Bright Breaks closed a funding round worth $2.5 million led by Build Ventures in 2023, and a $1.5 million round a year earlier. Its investors include Tidal Ventures, Concrete Ventures, Invest Nova Scotia, and Venture Grade.
With offices in Boston, San Diego, and Washington, Wellable serves organizations of all sizes with solutions designed to enhance workplace culture and employee health. The acquisition expands Wellable’s offerings by adding daily live breaks and a large on-demand library to its employee experience platform, the partners said.
Howe said that Wellable has been in business for 14 years while Bright Breaks has been in the wellness space for only five years. The Boston company has about 20 to 30 times as many customers, and thus the deal offers a huge re-selling opportunity for Bright Breaks.
Amanda Kuron, Wellable’s vice-president of content, said the acquisition aligns with her company’s goal of making wellness a seamless part of the workday. “By embedding micro-breaks throughout the workday, we empower employees to reset and recharge while fostering deeper motivation and connection,” Kuron said.
The Bright Breaks sale to Wellable is actually Howe’s fourth exit. He started and sold a landscaping business in university, then launched ToothbrushSubscriptions.com, which sold toothbrushes online. During this time, he met New Brunswick-born investor and startup specialist Dan Martell, who bet Howe $1,000 he couldn’t produce a profit of $15,000 in six months.
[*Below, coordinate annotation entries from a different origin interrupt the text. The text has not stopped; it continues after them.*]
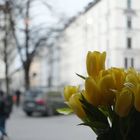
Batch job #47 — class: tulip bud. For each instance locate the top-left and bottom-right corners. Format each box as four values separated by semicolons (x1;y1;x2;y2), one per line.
86;51;106;78
69;93;86;119
84;77;101;106
110;68;126;91
64;86;79;102
115;88;133;117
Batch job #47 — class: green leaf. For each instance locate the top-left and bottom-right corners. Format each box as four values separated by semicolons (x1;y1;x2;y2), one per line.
57;107;73;115
76;73;86;80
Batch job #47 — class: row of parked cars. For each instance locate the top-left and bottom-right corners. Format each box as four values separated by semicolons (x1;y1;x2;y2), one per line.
23;88;66;116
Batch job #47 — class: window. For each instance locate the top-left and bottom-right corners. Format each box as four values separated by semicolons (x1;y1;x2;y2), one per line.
127;17;132;29
127;0;131;9
127;37;132;49
124;57;128;69
131;58;134;67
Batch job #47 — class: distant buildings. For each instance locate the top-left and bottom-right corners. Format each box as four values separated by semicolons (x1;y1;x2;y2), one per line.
58;0;140;85
1;0;140;87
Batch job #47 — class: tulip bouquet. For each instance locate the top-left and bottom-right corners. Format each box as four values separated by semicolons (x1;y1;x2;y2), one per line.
59;51;140;140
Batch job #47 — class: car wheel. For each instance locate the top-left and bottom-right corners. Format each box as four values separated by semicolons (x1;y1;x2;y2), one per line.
47;108;54;116
26;112;33;116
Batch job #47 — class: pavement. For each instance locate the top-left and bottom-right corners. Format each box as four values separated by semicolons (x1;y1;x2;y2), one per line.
7;108;96;140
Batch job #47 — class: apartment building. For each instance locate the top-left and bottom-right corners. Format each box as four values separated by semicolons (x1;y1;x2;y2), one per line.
58;0;140;85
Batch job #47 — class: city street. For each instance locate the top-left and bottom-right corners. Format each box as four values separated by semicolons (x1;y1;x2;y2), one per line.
7;108;95;140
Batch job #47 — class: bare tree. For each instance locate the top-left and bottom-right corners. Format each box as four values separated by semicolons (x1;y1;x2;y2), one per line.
10;0;66;89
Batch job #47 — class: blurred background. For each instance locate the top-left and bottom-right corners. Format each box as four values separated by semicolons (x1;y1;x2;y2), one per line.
0;0;140;140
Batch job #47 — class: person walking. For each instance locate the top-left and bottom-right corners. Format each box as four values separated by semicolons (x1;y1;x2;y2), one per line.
15;90;21;107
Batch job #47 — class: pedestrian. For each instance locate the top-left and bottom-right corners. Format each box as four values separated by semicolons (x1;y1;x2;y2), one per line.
15;90;21;107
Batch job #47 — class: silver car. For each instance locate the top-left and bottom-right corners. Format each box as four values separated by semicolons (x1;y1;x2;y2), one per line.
23;89;66;116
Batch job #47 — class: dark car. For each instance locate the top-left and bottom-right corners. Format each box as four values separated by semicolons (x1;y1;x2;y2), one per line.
23;89;65;116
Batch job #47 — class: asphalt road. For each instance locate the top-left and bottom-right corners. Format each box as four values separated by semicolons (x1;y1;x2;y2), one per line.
7;109;96;140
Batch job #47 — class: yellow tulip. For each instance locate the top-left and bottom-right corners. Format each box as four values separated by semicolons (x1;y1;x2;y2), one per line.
115;88;133;117
134;84;140;112
64;86;79;102
86;51;106;78
69;93;86;119
110;68;126;91
84;77;101;106
99;74;115;105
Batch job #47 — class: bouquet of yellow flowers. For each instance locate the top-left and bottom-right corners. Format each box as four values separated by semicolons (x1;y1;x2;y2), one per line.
59;51;140;140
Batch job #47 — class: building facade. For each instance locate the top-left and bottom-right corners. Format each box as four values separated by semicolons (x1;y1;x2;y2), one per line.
58;0;140;85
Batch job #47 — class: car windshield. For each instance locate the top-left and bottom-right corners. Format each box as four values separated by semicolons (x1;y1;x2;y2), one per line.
25;90;43;98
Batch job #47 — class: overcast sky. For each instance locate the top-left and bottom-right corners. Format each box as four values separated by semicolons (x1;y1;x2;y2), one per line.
32;0;93;27
51;0;92;16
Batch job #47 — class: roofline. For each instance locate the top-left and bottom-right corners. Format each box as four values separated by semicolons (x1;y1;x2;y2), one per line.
64;0;101;30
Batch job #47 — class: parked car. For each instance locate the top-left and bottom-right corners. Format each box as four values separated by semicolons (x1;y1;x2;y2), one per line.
23;89;66;116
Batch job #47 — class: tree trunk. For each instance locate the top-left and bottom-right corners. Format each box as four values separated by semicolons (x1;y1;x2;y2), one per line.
24;63;30;90
3;4;9;95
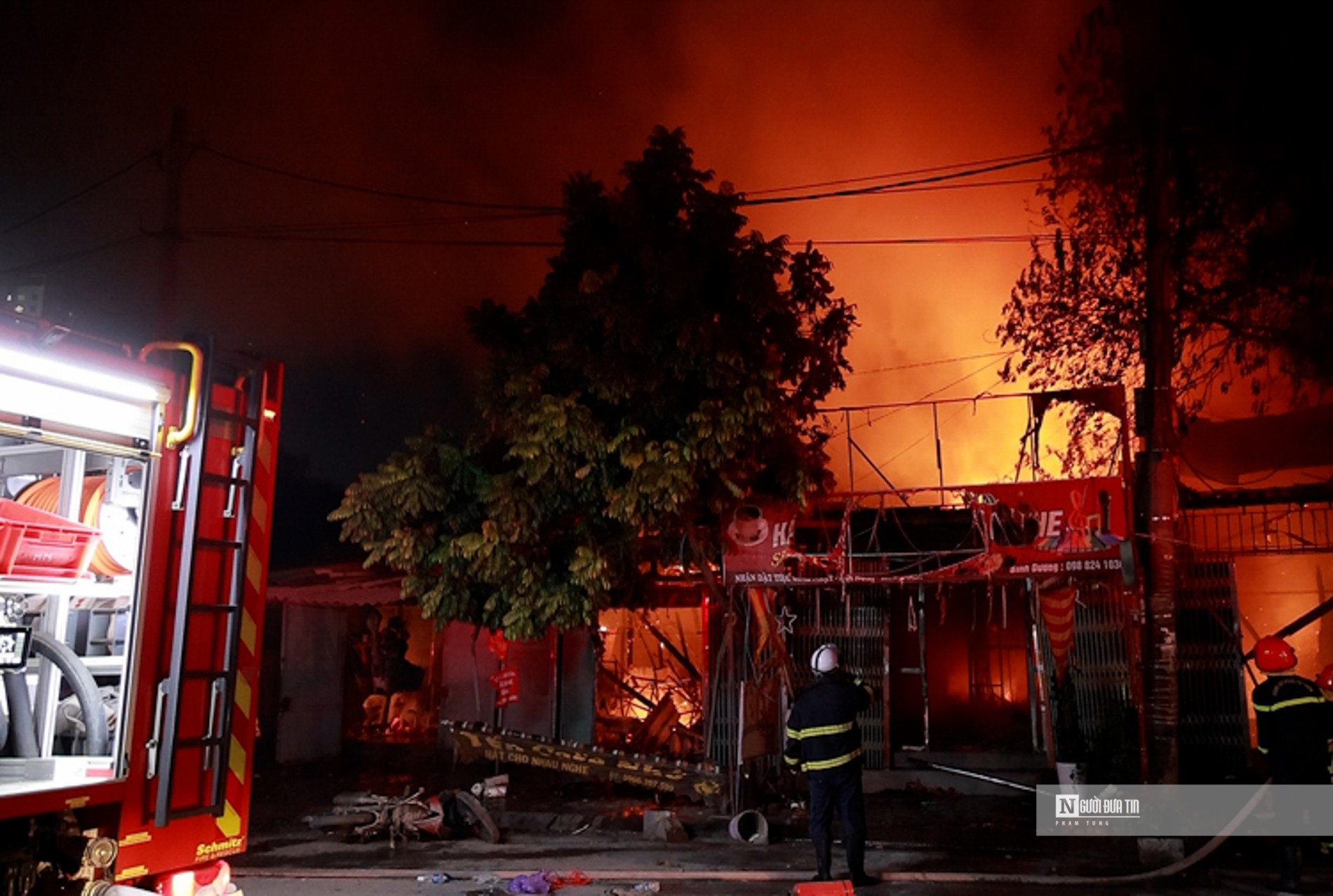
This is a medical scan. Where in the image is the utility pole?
[1139,108,1180,784]
[154,105,189,339]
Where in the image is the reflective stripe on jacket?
[1252,675,1333,784]
[782,674,872,772]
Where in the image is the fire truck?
[0,314,283,896]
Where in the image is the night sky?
[0,0,1087,547]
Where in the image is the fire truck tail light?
[157,859,240,896]
[0,348,166,401]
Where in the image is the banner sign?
[1037,784,1333,838]
[970,476,1129,554]
[923,476,1133,582]
[440,720,723,801]
[490,669,518,709]
[723,500,797,585]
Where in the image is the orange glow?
[1235,554,1333,740]
[597,607,704,728]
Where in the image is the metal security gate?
[788,585,889,769]
[1176,555,1249,782]
[1034,582,1142,782]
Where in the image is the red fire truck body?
[0,319,283,893]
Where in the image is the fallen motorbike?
[305,788,500,849]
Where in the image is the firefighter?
[1314,662,1333,700]
[782,644,880,887]
[1252,635,1333,889]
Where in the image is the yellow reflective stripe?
[801,747,861,772]
[786,721,856,740]
[1254,696,1324,712]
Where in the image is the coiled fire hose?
[4,632,111,758]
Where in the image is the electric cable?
[184,231,564,248]
[848,349,1013,376]
[0,234,151,276]
[749,149,1061,196]
[0,149,159,236]
[740,144,1101,207]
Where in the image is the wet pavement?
[232,765,1333,896]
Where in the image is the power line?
[194,144,563,215]
[0,234,151,276]
[848,351,1013,376]
[181,231,564,249]
[809,234,1056,246]
[0,149,159,236]
[194,212,551,236]
[876,379,1004,467]
[185,228,1054,249]
[746,149,1045,196]
[740,144,1100,206]
[848,348,1019,434]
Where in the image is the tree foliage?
[998,0,1333,468]
[333,128,855,637]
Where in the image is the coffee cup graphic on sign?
[727,504,768,548]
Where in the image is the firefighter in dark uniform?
[782,644,880,887]
[1252,635,1333,889]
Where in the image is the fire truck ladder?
[148,349,264,827]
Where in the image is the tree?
[998,0,1333,471]
[332,128,855,637]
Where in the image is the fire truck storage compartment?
[0,437,148,797]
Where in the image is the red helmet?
[1314,662,1333,690]
[1254,635,1296,672]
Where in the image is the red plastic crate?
[0,499,101,579]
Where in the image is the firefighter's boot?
[815,837,833,880]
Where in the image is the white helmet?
[810,644,838,675]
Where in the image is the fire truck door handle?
[139,342,204,449]
[222,448,246,520]
[145,678,168,780]
[204,678,227,772]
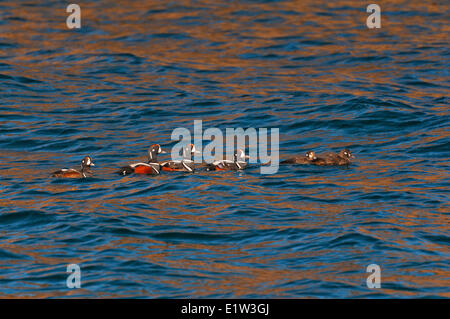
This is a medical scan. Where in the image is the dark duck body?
[117,144,165,175]
[280,151,317,164]
[206,150,250,171]
[160,144,200,172]
[313,149,355,166]
[52,156,95,178]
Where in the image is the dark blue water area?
[0,1,450,298]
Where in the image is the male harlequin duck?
[206,150,250,171]
[280,151,317,164]
[160,144,200,172]
[52,156,95,178]
[323,149,355,165]
[117,144,166,175]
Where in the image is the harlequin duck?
[117,144,166,175]
[52,156,95,178]
[160,144,200,172]
[280,151,317,164]
[206,150,250,171]
[323,149,355,165]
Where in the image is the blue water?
[0,0,450,298]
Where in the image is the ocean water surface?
[0,0,450,298]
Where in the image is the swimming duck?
[117,144,166,175]
[206,150,250,171]
[280,151,317,164]
[52,156,95,178]
[313,149,355,166]
[160,144,200,172]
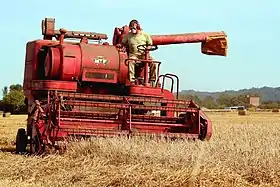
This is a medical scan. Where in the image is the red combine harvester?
[16,18,227,154]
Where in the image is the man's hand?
[116,44,123,48]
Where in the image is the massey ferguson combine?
[16,18,227,154]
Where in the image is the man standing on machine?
[121,20,156,85]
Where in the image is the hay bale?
[238,110,246,116]
[272,108,279,112]
[3,112,11,118]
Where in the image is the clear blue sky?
[0,0,280,98]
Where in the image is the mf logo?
[93,56,108,65]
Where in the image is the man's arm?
[121,34,128,46]
[145,33,153,45]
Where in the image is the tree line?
[0,84,280,114]
[179,93,280,109]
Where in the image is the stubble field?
[0,113,280,187]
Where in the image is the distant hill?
[180,86,280,102]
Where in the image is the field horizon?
[0,112,280,186]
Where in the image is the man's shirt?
[122,31,153,55]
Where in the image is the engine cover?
[45,43,122,83]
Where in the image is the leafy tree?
[3,86,8,97]
[10,84,23,91]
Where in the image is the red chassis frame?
[27,91,212,153]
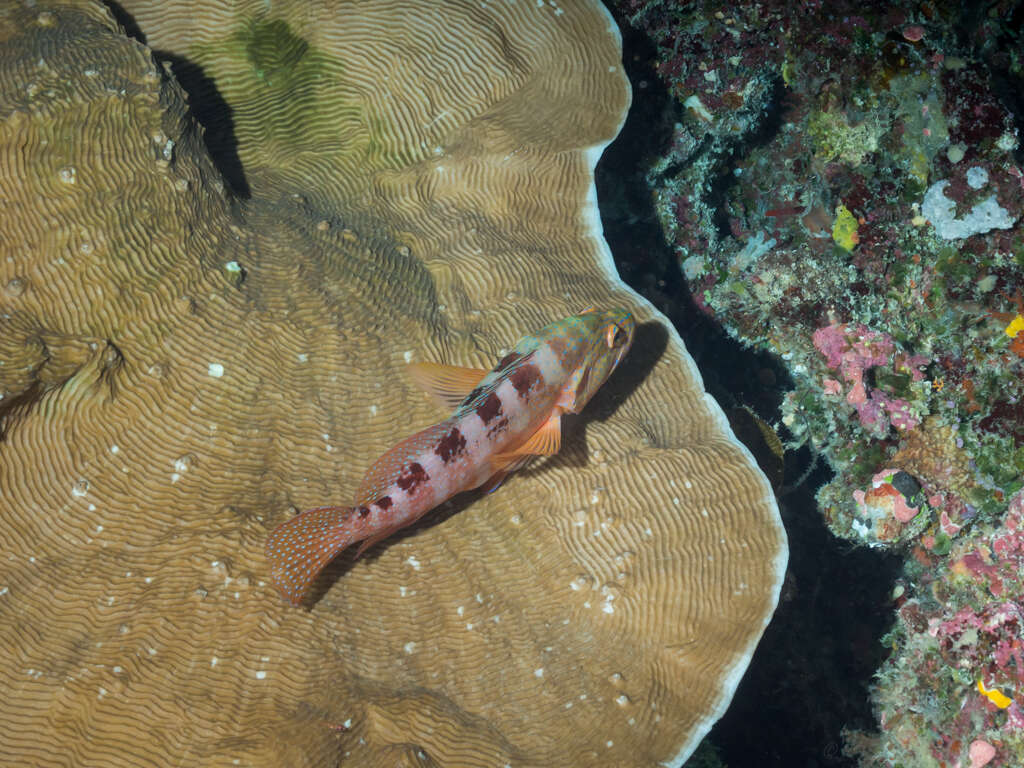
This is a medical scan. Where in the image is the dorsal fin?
[355,421,452,507]
[407,362,490,411]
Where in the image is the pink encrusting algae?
[266,309,636,604]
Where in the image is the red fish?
[266,308,636,604]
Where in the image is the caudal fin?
[266,507,356,605]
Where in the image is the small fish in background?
[266,308,636,604]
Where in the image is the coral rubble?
[615,0,1024,767]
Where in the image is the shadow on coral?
[103,0,250,199]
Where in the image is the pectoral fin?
[493,409,562,461]
[480,409,562,494]
[408,362,490,411]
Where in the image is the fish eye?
[604,324,627,349]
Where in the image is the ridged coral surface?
[0,2,785,766]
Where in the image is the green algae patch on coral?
[190,16,372,168]
[833,204,860,251]
[807,111,887,167]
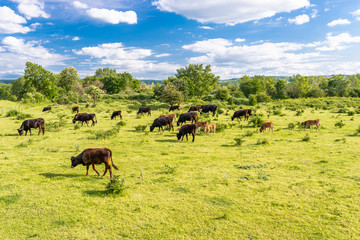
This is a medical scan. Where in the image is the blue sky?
[0,0,360,79]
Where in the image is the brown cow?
[195,121,207,132]
[301,119,320,131]
[71,148,119,178]
[204,123,216,134]
[260,122,274,133]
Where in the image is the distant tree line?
[0,62,360,105]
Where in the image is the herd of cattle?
[17,104,320,178]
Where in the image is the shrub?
[106,175,127,196]
[335,120,345,128]
[134,124,147,132]
[5,109,20,117]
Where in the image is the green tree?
[85,85,104,105]
[175,64,220,97]
[57,67,80,92]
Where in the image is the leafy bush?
[106,175,127,196]
[134,124,147,132]
[5,109,20,117]
[335,120,345,128]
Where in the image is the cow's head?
[71,156,85,168]
[18,128,24,136]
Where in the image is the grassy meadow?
[0,98,360,239]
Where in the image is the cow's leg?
[93,164,100,176]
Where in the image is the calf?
[177,112,197,126]
[200,104,217,116]
[18,118,45,136]
[231,109,251,121]
[169,105,180,112]
[136,107,151,116]
[195,121,207,132]
[111,111,122,120]
[73,113,97,126]
[301,119,320,131]
[150,117,174,132]
[43,107,51,112]
[176,124,196,142]
[260,122,274,133]
[71,148,119,178]
[188,105,202,112]
[204,123,216,134]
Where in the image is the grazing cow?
[73,113,97,126]
[169,105,180,112]
[111,111,122,120]
[204,123,216,134]
[18,118,45,136]
[43,107,51,112]
[176,124,196,142]
[200,104,217,116]
[260,122,274,133]
[71,148,119,178]
[195,121,207,132]
[231,109,251,121]
[188,105,202,112]
[136,107,151,116]
[301,119,320,131]
[177,112,197,126]
[72,106,79,113]
[150,117,174,132]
Martell explained the stakes in the wager weren’t as important as the need for a young entrepreneur like Howe to learn accountability.
Howe lost the bet but the pressure taught him valuable lessons in marketing, pricing and growth strategies. He soon sold the toothbrush company to a competitor in New York.
After starting and selling a software company in California, Howe started a new venture based in Halifax that offered haircuts or hairstyling in people’s homes or places of business. Cribcuts gained traction until the pandemic hit and killed its business.
So Howe and co-founder Kiran Sachdev pivoted to offer online exercise and wellness videos, which evolved into the company they have now sold to Wellable.
“Startups are a long, hard, but rewarding journey,” said Howe on social media. “I could write a book on the last eight years about the highs and lows, lessons learned, and the hard-to-believe stories. But the book isn’t done yet, and I’m grateful to have the opportunity to continue all of our hard work as we start a new and exciting chapter with Wellable!”